Image Credit- KKR
Nitish Rana was feeling both familiar and foreign on
Saturday as he basked in his teammates’ adulation after improving from 99 to
100. Although it was his first hundred in almost four years, it was his seventh
in 47 games as a first-class player.
Between his sixth and seventh hundreds, when he
averaged 27.07 in first-class cricket and only twice in 17 innings reached 50,
a lot had transpired.
That lean run and the fact that Rana had played so few
innings during that time were both largely caused by one particular event.
Covid-19 has swept the globe, interfering with India’s cricket schedule among
other things.

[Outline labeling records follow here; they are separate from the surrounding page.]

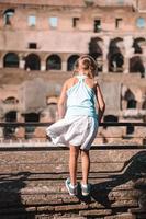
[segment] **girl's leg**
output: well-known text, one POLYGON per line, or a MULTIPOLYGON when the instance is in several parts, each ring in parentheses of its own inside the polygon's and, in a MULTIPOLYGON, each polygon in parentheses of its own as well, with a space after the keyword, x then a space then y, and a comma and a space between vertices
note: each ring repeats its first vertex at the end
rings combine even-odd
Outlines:
POLYGON ((88 175, 90 170, 89 151, 81 150, 81 166, 82 166, 82 184, 88 184, 88 175))
POLYGON ((70 182, 71 185, 77 184, 77 161, 79 155, 79 147, 70 146, 70 154, 69 154, 69 173, 70 173, 70 182))

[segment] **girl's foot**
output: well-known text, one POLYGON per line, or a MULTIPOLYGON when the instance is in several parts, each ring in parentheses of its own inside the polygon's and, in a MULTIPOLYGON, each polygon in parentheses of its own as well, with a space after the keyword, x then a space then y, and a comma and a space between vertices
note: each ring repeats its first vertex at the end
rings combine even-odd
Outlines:
POLYGON ((81 184, 81 193, 83 196, 88 196, 91 192, 91 185, 90 184, 81 184))
POLYGON ((78 191, 77 191, 78 185, 71 185, 70 178, 67 178, 66 182, 65 182, 65 184, 66 184, 66 188, 67 188, 69 195, 76 196, 76 195, 77 195, 77 192, 78 192, 78 191))

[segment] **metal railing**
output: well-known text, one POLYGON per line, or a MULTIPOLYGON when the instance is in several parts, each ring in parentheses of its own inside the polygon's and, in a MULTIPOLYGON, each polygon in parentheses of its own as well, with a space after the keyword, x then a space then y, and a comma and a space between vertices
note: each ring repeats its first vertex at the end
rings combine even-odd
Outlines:
MULTIPOLYGON (((0 147, 53 146, 46 135, 46 127, 49 125, 50 123, 0 123, 0 147)), ((146 123, 101 123, 93 145, 144 148, 146 123)))

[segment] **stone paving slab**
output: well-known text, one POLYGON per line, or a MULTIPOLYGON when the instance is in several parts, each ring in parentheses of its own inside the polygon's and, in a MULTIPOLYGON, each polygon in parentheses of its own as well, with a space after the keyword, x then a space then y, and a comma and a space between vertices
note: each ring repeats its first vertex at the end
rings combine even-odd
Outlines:
POLYGON ((65 188, 67 150, 0 151, 0 219, 133 219, 136 212, 127 211, 138 207, 145 192, 146 149, 90 153, 92 191, 85 198, 70 197, 65 188))

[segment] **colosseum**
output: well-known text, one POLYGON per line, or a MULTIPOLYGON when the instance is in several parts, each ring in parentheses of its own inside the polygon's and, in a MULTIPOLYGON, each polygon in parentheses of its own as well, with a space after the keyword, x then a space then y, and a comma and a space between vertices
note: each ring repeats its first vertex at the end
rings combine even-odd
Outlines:
MULTIPOLYGON (((1 0, 0 14, 0 122, 54 122, 61 84, 82 54, 98 64, 104 122, 145 122, 145 0, 1 0)), ((45 138, 41 127, 0 132, 45 138)))

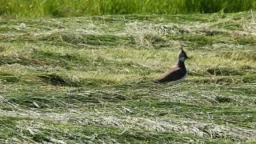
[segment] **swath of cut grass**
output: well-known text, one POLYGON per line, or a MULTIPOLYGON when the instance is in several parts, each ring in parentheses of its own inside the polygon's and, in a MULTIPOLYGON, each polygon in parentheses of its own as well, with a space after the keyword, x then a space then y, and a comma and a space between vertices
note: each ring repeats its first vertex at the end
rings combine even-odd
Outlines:
POLYGON ((253 142, 254 14, 2 20, 0 143, 253 142))

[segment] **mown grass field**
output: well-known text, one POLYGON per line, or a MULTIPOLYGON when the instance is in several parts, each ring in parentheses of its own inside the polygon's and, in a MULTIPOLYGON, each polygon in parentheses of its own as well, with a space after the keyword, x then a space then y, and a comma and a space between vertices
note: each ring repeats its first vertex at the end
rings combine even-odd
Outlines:
POLYGON ((254 0, 0 0, 0 18, 8 18, 234 13, 255 9, 254 0))
POLYGON ((2 19, 0 143, 255 142, 255 20, 2 19), (186 80, 154 84, 180 42, 186 80))

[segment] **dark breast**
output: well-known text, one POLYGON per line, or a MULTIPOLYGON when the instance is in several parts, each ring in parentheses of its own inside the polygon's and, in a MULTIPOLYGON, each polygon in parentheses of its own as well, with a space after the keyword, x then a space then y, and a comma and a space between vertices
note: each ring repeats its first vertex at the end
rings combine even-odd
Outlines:
POLYGON ((167 82, 182 79, 186 74, 186 67, 175 66, 168 70, 162 77, 154 80, 155 82, 167 82))

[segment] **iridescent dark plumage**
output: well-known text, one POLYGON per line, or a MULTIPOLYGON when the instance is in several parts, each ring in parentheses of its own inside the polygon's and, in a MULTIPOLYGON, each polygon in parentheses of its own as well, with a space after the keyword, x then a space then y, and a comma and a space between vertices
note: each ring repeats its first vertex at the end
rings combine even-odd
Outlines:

In 2021, with the IPL split into two legs across two countries
due to the pandemic’s second wave striking India, there was not a single
first-class domestic cricket match played. Rana looked away from the red ball
as all of this was going on.
“During the Covid years, when the IPL was held in
two phases, I had stopped focusing on red-ball cricket a little bit,” Rana
told reporters at the Wankhede Stadium. “So that set me back somewhat.
This year I have worked very hard with the red ball because I wanted to prove,
not to anyone else but myself, that I can be a good red-ball player.”

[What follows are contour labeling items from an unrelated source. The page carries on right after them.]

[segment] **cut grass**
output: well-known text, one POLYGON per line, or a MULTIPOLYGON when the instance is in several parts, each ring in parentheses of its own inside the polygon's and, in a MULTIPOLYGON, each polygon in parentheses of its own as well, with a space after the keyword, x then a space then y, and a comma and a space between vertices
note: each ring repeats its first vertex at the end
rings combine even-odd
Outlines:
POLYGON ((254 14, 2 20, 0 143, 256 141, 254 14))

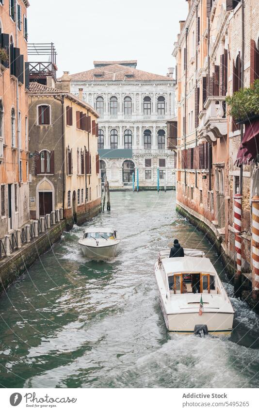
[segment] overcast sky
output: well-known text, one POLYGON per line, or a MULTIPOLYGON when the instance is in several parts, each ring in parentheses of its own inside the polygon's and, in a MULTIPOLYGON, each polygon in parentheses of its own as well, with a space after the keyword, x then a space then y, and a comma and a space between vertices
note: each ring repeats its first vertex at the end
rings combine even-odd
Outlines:
MULTIPOLYGON (((58 74, 93 68, 94 60, 137 60, 165 74, 185 0, 30 0, 29 43, 53 42, 58 74)), ((29 57, 32 60, 33 56, 29 57)))

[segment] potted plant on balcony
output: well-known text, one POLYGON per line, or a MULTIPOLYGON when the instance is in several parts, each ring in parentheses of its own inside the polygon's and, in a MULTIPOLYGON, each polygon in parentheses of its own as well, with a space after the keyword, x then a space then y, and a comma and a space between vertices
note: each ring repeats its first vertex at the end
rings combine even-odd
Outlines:
POLYGON ((250 87, 227 96, 228 114, 237 123, 243 123, 259 117, 259 79, 250 87))
POLYGON ((9 58, 5 49, 0 48, 0 62, 8 62, 9 58))

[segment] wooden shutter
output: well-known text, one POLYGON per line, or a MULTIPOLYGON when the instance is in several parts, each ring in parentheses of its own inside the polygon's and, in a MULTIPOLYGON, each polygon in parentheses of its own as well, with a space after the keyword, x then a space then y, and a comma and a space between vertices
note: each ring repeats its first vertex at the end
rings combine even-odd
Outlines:
POLYGON ((209 17, 211 10, 211 0, 207 0, 207 16, 209 17))
POLYGON ((92 120, 92 134, 93 135, 96 135, 96 121, 92 120))
POLYGON ((54 150, 51 150, 49 156, 49 166, 50 173, 52 175, 55 174, 55 158, 54 156, 54 150))
POLYGON ((68 126, 70 125, 70 106, 67 106, 66 108, 66 124, 68 126))
POLYGON ((197 17, 196 21, 196 47, 197 47, 200 43, 200 19, 199 17, 197 17))
POLYGON ((194 169, 199 169, 199 147, 194 148, 194 169))
POLYGON ((209 78, 209 95, 210 96, 215 96, 215 73, 213 76, 209 78))
POLYGON ((43 109, 44 124, 49 124, 49 106, 45 106, 43 109))
POLYGON ((203 143, 199 145, 199 169, 204 168, 204 145, 203 143))
POLYGON ((83 130, 83 112, 80 112, 80 127, 79 128, 81 129, 81 130, 83 130))
POLYGON ((207 99, 207 77, 202 78, 202 106, 204 108, 204 103, 207 99))
POLYGON ((8 56, 8 60, 7 62, 1 62, 1 64, 5 67, 9 67, 9 35, 2 33, 0 37, 1 39, 1 48, 4 49, 6 52, 8 56))
POLYGON ((79 110, 77 110, 76 117, 77 129, 80 129, 80 112, 79 110))
POLYGON ((91 116, 87 116, 87 132, 88 133, 91 133, 91 116))
POLYGON ((90 152, 87 150, 86 152, 86 174, 90 175, 90 152))
POLYGON ((250 83, 253 84, 256 79, 256 46, 255 40, 250 41, 250 83))
POLYGON ((82 151, 81 152, 81 174, 84 174, 84 158, 82 151))
POLYGON ((219 96, 219 66, 215 66, 215 76, 214 81, 214 96, 219 96))
POLYGON ((98 175, 99 174, 99 170, 100 170, 100 162, 99 160, 99 155, 97 154, 96 158, 96 174, 98 175))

It’s common knowledge that Rana is capable of
producing extremely influential red-ball cricket innings. For example, in a
successful fourth-innings chase of 347 against Vidarbha, who had won the Ranji
Trophy back-to-back in the previous two seasons, he scored an undefeated 105
off 68 balls. It wasn’t all that different from the struggle Rana overcame on
Saturday.
Uttar Pradesh had a total of 198 when he arrived, and
they were 136 for 4, quickly rising to 152 for 5. Mumbai had won their previous
three games, including two with bonus points, going into this one.
With two consecutive sixes off Shams Mulani’s left-arm
spin, the first of which brushed the fingertips of a leaping deep midwicket
fielder, Rana’s response was absolutely classic. In the end, Rana scored 106
runs off of 120 balls, including 12 fours and five sixes, to give UP a 126-run
lead in the first innings.
It was an enjoyable endeavour in multiple aspects. It
bolstered Rana’s confidence as a red-ball player, and it worked out perfectly
for UP, who appointed him captain following his departure from Delhi prior to
the 2023–24 season.
“Hundred always gives you satisfaction,”
Rana said. “It was my mistake that I wasn’t focusing on red-ball cricket.

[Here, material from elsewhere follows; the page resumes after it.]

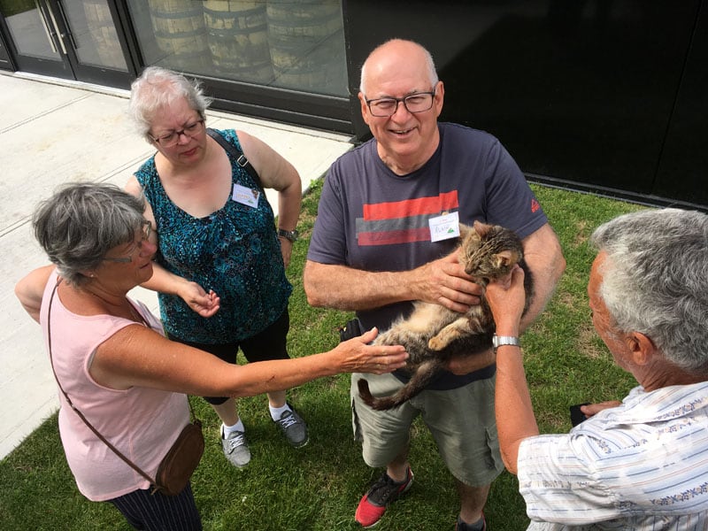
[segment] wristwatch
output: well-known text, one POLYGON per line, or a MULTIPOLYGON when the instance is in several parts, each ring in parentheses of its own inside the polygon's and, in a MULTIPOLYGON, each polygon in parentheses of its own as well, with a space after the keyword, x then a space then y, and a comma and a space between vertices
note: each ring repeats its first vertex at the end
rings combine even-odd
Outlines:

A lot of people had started talking that I wasn’t a red-ball player and I would
not have had to listen to that talk [if I had given the format more attention].
From the time I switched from Delhi, my target has been to make my name in
red-ball cricket again.”
“I won’t call it a big knock,” he said.
“A big knock is 300. But I remember in 2020 or 21 I [made] my last
hundred. I had lost the habit of scoring hundreds. I now know how to [make]
hundreds. A big one is around the corner this season.”